Following its annual results, Christian Faes, co-founder and CEO of LendInvest, said: “As LendInvest continues to move towards the mainstream mortgage market, we are showing that the investment we’ve made in our proprietary technology is providing an unrivalled platform for growth.
“As we move into the buy-to-let (BTL) market, we’ve been able to leverage our brand within the specialist mortgage market, our distribution channels, and most importantly our technology, all of which give us a substantial edge. We have lent more buy-to-let finance in the first few months since launch than we did during our first full four years in business.

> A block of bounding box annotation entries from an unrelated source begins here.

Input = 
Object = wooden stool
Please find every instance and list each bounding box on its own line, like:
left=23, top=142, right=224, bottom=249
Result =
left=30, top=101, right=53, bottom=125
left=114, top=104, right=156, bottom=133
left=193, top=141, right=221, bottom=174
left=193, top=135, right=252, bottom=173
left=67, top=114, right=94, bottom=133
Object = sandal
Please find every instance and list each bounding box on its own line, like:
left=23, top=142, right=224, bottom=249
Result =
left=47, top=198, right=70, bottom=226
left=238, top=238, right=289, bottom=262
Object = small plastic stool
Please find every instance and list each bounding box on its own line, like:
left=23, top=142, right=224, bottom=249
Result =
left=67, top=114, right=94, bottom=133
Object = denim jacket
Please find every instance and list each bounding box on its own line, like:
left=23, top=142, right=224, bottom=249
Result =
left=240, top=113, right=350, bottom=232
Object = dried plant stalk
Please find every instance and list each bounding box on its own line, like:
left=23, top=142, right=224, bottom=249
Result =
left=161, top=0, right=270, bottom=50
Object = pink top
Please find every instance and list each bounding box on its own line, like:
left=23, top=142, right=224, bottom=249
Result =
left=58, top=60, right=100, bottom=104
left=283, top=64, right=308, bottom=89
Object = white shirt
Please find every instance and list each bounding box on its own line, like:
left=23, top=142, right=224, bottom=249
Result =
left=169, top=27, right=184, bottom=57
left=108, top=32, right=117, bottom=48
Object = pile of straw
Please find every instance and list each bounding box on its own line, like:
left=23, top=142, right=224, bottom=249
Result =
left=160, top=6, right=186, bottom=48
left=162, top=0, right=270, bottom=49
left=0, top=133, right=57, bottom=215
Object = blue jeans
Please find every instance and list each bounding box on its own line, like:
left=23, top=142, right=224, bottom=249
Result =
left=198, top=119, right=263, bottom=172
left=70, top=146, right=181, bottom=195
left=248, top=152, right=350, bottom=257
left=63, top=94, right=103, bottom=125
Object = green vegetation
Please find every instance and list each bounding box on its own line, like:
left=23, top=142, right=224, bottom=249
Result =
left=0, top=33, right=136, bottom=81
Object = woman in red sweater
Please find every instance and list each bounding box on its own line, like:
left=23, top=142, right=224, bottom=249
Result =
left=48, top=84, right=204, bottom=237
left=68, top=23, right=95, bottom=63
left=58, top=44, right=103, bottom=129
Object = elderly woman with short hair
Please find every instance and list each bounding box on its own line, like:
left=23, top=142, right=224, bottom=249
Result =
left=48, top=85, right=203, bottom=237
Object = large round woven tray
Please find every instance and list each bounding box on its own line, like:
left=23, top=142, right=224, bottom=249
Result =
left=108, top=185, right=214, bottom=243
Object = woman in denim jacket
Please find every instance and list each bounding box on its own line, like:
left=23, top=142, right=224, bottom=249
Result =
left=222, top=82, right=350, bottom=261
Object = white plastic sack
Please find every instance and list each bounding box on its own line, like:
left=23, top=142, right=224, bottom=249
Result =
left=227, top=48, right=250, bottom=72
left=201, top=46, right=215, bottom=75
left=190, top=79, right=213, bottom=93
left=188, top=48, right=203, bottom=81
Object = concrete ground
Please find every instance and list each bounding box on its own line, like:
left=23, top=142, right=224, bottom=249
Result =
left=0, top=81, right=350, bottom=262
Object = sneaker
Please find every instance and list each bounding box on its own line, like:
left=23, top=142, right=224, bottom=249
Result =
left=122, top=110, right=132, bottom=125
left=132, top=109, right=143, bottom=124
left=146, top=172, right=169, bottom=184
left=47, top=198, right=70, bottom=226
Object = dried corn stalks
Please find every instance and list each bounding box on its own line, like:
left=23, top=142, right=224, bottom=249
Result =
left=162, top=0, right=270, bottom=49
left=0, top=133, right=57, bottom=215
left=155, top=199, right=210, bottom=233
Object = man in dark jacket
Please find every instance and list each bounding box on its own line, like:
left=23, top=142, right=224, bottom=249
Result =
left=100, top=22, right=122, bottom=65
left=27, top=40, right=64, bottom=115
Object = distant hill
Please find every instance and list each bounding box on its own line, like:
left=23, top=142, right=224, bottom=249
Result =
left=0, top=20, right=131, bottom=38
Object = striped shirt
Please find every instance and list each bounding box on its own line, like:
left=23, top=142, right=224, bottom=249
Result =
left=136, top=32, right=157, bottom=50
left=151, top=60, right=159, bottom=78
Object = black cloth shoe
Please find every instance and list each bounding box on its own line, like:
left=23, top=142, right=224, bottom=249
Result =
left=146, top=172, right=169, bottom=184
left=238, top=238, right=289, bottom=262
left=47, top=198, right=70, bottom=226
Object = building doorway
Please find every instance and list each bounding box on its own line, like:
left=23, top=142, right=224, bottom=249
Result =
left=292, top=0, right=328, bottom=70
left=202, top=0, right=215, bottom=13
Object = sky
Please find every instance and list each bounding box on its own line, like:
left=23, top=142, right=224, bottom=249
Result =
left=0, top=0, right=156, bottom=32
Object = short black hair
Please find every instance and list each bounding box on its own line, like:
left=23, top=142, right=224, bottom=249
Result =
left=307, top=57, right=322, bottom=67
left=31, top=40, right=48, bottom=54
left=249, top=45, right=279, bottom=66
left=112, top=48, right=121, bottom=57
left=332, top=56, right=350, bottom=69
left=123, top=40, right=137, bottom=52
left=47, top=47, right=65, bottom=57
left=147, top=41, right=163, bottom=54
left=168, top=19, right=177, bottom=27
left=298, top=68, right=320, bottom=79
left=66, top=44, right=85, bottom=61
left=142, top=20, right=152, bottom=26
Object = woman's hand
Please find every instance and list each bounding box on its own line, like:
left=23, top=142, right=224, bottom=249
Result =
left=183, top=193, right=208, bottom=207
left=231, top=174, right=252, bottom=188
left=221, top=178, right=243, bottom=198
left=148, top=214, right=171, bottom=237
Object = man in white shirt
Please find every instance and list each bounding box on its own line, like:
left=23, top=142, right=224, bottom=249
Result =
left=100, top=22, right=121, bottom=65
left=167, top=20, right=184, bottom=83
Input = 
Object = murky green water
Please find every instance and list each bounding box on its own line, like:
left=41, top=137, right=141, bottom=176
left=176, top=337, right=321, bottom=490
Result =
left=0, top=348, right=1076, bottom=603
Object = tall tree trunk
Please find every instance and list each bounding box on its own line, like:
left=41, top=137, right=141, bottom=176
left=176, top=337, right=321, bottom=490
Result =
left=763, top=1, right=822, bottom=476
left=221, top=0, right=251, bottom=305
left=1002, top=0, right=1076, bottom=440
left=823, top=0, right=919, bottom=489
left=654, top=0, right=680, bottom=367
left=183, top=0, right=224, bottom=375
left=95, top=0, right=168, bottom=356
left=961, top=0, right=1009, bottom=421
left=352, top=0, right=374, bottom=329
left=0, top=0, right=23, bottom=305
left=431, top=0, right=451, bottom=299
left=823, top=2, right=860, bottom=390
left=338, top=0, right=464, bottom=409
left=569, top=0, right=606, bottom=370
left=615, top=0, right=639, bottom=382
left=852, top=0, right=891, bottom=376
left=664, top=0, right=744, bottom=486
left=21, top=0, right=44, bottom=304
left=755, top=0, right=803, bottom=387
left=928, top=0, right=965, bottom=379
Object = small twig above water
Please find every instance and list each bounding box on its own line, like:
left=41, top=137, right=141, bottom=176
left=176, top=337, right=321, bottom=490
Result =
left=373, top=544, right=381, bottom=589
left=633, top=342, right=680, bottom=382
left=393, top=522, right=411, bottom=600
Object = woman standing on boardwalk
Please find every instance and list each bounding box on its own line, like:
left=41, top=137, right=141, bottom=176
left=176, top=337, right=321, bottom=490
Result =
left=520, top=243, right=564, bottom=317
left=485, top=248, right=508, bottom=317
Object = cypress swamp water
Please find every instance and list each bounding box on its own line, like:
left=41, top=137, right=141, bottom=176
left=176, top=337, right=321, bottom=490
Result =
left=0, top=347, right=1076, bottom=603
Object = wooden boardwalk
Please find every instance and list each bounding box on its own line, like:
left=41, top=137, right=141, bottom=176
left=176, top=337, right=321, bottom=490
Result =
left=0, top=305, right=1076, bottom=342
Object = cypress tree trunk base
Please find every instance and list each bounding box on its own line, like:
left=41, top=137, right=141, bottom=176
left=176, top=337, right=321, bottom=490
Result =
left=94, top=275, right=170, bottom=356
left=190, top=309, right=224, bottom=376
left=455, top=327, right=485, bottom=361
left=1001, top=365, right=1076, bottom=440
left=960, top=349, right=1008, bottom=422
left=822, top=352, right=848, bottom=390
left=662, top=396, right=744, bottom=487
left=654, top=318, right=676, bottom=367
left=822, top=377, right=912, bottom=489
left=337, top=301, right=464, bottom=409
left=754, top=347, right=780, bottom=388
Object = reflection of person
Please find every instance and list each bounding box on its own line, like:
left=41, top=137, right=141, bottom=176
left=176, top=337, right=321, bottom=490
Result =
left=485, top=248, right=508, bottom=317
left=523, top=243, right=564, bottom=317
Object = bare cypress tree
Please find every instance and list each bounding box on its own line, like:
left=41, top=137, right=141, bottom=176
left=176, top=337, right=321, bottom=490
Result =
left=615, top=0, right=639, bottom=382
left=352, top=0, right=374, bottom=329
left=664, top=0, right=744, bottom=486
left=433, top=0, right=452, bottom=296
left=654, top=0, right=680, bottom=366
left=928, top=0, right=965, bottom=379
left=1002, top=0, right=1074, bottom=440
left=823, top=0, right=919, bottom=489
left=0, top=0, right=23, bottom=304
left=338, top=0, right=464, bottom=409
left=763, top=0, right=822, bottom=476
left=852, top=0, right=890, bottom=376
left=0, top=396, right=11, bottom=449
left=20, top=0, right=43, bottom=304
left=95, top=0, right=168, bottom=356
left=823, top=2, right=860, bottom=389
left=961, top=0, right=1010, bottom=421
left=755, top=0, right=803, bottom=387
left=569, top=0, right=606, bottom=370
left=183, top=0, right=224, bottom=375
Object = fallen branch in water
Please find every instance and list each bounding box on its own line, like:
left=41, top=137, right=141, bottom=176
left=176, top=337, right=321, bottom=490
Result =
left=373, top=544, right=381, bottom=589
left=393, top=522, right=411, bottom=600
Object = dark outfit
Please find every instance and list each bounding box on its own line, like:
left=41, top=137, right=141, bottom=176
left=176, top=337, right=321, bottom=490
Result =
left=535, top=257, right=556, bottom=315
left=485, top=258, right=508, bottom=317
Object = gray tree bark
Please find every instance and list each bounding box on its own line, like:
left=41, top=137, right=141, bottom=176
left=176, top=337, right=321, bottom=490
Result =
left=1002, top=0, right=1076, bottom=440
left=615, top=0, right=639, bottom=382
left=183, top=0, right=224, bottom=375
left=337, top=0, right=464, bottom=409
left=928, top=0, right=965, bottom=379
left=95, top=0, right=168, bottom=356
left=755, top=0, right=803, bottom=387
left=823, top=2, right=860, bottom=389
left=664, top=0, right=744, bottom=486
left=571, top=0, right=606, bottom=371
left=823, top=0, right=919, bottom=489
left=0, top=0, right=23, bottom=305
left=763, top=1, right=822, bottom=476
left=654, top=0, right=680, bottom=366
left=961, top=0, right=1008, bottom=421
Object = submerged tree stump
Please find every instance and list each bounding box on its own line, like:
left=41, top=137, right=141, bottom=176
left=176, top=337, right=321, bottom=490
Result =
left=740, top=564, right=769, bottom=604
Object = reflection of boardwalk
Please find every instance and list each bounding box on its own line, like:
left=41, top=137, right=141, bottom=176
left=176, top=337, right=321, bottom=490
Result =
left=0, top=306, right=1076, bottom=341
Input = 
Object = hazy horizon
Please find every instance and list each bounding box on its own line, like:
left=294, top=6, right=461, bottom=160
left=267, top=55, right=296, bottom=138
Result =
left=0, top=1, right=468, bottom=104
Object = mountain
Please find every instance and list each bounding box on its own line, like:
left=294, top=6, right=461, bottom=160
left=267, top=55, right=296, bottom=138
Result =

“LendInvest is proving that you can be a fintech business that makes a substantial investment in building technology, uses that as a competitive advantage, and all the while builds a scalable and profitable business. We almost doubled the size of the business last year, with only a relatively negligible increase in our headcount, and importantly remaining profitable which we’ve consistently done for the last four years.”
The lender increased revenue to £53m and its profit before tax was £1.9m marking Lendinvest’s fourth consecutive annual profit. Meanwhile, its lending capital grew 94% to £791m.
This year, the lender launched its first buy-to-let product with a fully digital application process, supported by a warehouse facility from Citigroup.
Last year the lender listed its first tranche of a £500m retail bond programme on the London Stock Exchange (LSE) with £90m raised to date.
Today, LendInvest manages over £820m on behalf of all types of investors who have lent almost £1.4bn of mortgage finance throughout the UK.